Smart vegetarians do not eat Chinese food. Genesis ( particularly in Germany) would tiresomely interrogate waiters about unrevealed ingredients. Of course, the mysterious and obscure is the foundation of all Chinese cuisine.
Chinese restaurants have slower and more hidden punishments for vegetarians.
Being interrogated by vegans is not something endured with much-cloaked civility in Mandarin kingdoms.
Vegetarians eat a lot of cruel pee as a consequence. Urine, of course, is animal-based, hence paradox, Asian style.
Lynyrd Skynyrd did not know China existed, let alone that they had restaurants. That’s it, all I have to say about them ( although I liked Ronnie.)
You need to allow for at least one of two possibilities with this Keith Moon story. The first requires a flexible personal belief system that acknowledges that fortune cookies can and do impart either wisdom or prediction.
If you can’t do that, then the second must be that the Chinese restaurant universe includes thousands of murderous bastards who have it in for rock stars.
I don’t know the truth. But no matter what, Moonie was soon dead.

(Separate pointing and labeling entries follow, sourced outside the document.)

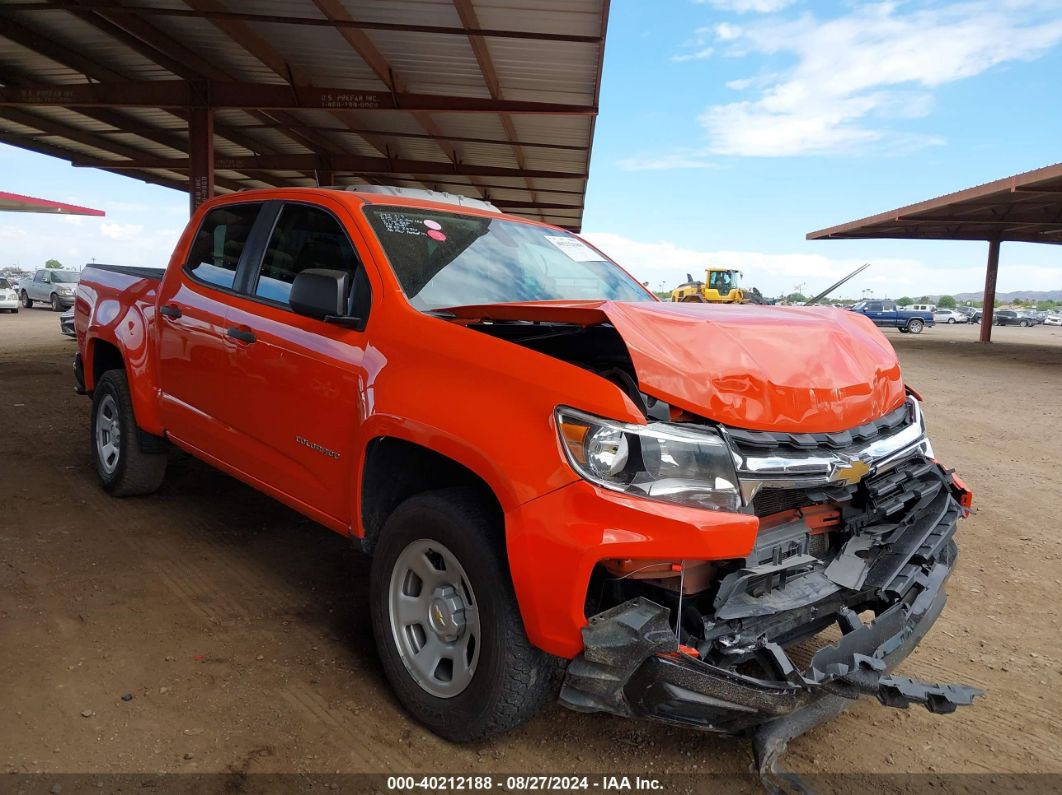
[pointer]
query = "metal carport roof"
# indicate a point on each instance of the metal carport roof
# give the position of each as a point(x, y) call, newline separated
point(18, 203)
point(493, 99)
point(1025, 208)
point(1022, 208)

The Who rarely ate together because they knew the financial risks, so I am guessing that someone else had lost their minds and offered to foot the bill that night. That he chose Chinese food means he wasn’t delusional.
Nothing unusual happened during dinner. There were at best ten of us.
The traditional bowl of fortune cookies showed up for the table at the end. We passed the bowl around reading our own as though there was some possible extrapolated meaning. Moon’s first was empty. No piece of paper. We finished the passing around, and then he took a second one, again nothing. He refused to take a third.
No one was unmoved—most of all, him.
I stopped working for Lynyrd Skynyrd months before they had their plane crash. If I had caught wind that they were eating take out Chinese on that flight, those oriental rascals would have no place to hide.